Partant de là, qu’est-ce qui caractérise la philosophie comme forme de savoir ?
J’avance que c’est le fait que s’y posent des problèmes singuliers qui sont dans une importante mesure de nature conceptuelle. Typiquement, en effet, ils demandent ce que signifie exactement X – X pouvant être le savoir, la justice, la signification, la conscience, et ainsi de suite. Souvent, il faut du temps pour apercevoir ce qui pose problème et pour saisir pourquoi il y a des difficultés et des confusions et il faut, pour y parvenir, surmonter ces convictions immédiates que nous avons tous.

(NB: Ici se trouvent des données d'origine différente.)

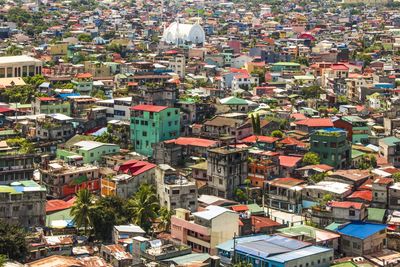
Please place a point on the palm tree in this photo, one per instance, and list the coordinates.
(82, 209)
(165, 219)
(143, 207)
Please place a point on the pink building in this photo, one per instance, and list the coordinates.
(205, 229)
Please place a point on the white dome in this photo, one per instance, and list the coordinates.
(178, 33)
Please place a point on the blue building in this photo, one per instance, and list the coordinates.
(308, 256)
(274, 251)
(362, 238)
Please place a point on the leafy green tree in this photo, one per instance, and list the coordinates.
(318, 177)
(107, 212)
(143, 207)
(396, 177)
(35, 81)
(341, 99)
(277, 134)
(13, 50)
(3, 260)
(82, 209)
(165, 219)
(367, 162)
(13, 241)
(240, 196)
(255, 122)
(311, 158)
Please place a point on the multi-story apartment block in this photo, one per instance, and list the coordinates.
(174, 190)
(19, 66)
(226, 170)
(152, 124)
(332, 146)
(389, 148)
(62, 179)
(23, 203)
(15, 166)
(206, 230)
(54, 127)
(178, 65)
(117, 108)
(83, 83)
(51, 105)
(356, 128)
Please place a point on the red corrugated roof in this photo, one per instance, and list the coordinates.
(259, 138)
(47, 98)
(192, 141)
(135, 167)
(240, 208)
(57, 204)
(3, 109)
(149, 108)
(85, 75)
(364, 195)
(288, 161)
(316, 122)
(339, 67)
(346, 204)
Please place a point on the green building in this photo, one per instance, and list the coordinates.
(83, 83)
(88, 151)
(285, 66)
(332, 146)
(153, 124)
(356, 127)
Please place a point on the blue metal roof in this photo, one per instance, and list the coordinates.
(270, 245)
(361, 230)
(298, 254)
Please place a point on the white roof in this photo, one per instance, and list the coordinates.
(334, 187)
(18, 59)
(211, 212)
(209, 199)
(89, 145)
(60, 117)
(130, 228)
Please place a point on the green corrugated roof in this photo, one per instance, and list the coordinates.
(8, 132)
(58, 215)
(356, 153)
(376, 215)
(7, 189)
(333, 226)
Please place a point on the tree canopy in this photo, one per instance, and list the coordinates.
(12, 241)
(311, 158)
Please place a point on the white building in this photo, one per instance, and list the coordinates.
(117, 108)
(178, 33)
(19, 66)
(178, 65)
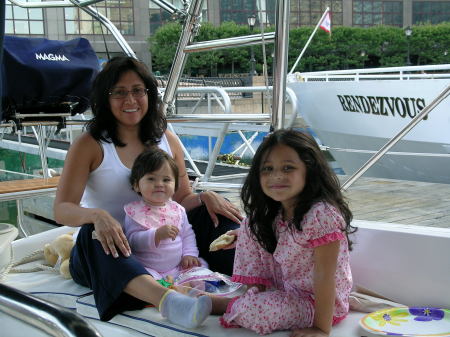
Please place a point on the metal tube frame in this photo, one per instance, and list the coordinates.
(51, 318)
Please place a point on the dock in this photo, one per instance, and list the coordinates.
(395, 201)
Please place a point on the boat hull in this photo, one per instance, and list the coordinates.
(356, 118)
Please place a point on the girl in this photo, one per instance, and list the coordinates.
(293, 249)
(156, 227)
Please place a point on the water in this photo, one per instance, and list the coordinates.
(23, 163)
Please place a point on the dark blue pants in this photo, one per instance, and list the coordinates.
(107, 276)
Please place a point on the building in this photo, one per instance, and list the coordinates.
(138, 19)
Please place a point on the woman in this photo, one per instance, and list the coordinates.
(94, 186)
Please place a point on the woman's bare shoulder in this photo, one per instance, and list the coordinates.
(86, 147)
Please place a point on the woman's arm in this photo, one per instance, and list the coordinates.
(85, 155)
(215, 203)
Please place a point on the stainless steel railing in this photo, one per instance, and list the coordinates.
(51, 318)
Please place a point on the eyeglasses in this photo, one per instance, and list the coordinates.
(121, 93)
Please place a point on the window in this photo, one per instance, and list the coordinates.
(431, 12)
(120, 12)
(368, 13)
(309, 12)
(159, 16)
(239, 10)
(23, 21)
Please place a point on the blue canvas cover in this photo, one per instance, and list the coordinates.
(39, 74)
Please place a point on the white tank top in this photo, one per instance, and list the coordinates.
(108, 186)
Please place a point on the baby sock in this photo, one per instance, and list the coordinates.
(183, 310)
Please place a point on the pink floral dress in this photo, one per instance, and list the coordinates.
(288, 301)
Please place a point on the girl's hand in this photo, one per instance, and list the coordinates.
(110, 234)
(232, 232)
(308, 332)
(216, 204)
(166, 232)
(188, 262)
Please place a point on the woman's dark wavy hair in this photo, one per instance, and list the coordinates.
(321, 184)
(149, 161)
(104, 126)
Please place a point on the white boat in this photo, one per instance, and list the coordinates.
(396, 264)
(356, 112)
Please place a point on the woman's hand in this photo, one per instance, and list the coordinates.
(233, 244)
(308, 332)
(188, 262)
(110, 234)
(216, 204)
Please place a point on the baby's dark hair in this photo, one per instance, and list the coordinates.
(149, 161)
(321, 184)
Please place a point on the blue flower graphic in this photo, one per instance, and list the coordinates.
(427, 314)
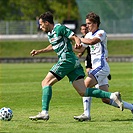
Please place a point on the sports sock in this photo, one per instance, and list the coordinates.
(87, 105)
(97, 93)
(126, 105)
(46, 97)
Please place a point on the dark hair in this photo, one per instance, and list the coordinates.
(94, 18)
(47, 16)
(83, 25)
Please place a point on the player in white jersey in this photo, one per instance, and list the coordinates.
(60, 38)
(97, 41)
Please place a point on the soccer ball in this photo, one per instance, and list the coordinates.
(6, 114)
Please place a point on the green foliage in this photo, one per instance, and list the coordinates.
(23, 48)
(20, 89)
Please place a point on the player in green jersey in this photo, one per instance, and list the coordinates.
(60, 38)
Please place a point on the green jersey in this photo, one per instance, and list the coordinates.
(59, 38)
(68, 63)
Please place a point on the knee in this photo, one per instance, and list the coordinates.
(81, 94)
(105, 100)
(44, 83)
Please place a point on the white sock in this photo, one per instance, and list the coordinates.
(44, 112)
(87, 105)
(97, 86)
(126, 105)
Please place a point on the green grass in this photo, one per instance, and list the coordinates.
(20, 89)
(23, 48)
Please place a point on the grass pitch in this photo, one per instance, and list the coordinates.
(20, 89)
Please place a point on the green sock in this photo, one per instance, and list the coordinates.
(46, 97)
(97, 93)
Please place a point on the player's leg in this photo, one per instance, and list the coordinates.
(89, 82)
(47, 83)
(86, 100)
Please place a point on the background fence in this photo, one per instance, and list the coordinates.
(30, 27)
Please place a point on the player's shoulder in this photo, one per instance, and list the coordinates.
(101, 31)
(88, 35)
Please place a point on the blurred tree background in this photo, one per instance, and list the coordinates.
(29, 9)
(114, 14)
(65, 9)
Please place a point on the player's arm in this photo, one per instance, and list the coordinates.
(45, 50)
(77, 41)
(89, 41)
(80, 50)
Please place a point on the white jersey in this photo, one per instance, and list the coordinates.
(99, 51)
(100, 68)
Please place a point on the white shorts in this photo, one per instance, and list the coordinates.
(101, 73)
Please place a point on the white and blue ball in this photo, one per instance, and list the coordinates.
(6, 114)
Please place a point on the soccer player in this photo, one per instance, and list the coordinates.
(68, 65)
(96, 39)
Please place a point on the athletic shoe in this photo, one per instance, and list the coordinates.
(40, 116)
(118, 100)
(82, 117)
(109, 77)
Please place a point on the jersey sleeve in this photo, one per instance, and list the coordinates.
(101, 34)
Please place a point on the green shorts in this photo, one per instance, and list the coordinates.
(69, 67)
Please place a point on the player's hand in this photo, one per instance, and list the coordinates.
(33, 52)
(78, 46)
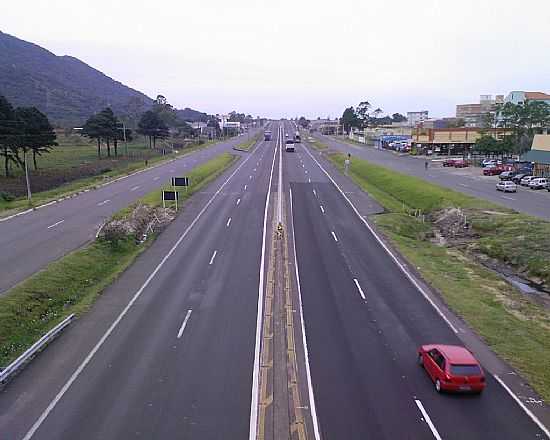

Ensuite, ces problèmes sont caractérisés par l’indétermination des méthodes qui conviennent pour les aborder : la philosophie est en effet caractérisée par une pluralité d’approches et quand un ou une philosophe en choisit une, il ou elle sait qu’elle devra défendre cette décision contre d’autres qui ont fait d’autres choix dont il ou elle peut fort bien par ailleurs convenir de la légitimité.
En troisième lieu, ces problèmes sont depuis longtemps débattus : pour les traiter, l’appropriation de cette tradition est un préalable incontournable. En ce sens, il y a en philosophie une actualité de la tradition qui est très spécifique à cette discipline. Elle explique qu’on puisse relire Platon comme aucun physicien ne lirait Newton (on ne le lit d’ailleurs plus, si on étudie la physique) ou aucun littéraire ne lirait Cervantès.
Finalement, cette idée est intimement liée à la précédente et explique leur pérennité, les questions et les problèmes discutés en philosophie ont pour l’humanité une grande importance ou si l’on préfère une forte charge cognitive : ce qui y est discuté n’est ni banal ni trivial et les enjeux, intellectuels, moraux mais aussi, bien souvent, pratiques sont élevés. Ces questions sont constamment reprises dans ce que j’appellerais une grande conversation qui se poursuit depuis toujours.
Normand BAILLARGEON, Liliane est au lycée, Est-il indispensable d’être cultivé ?, Paris, Flammarion, 2011,pp. 71-72.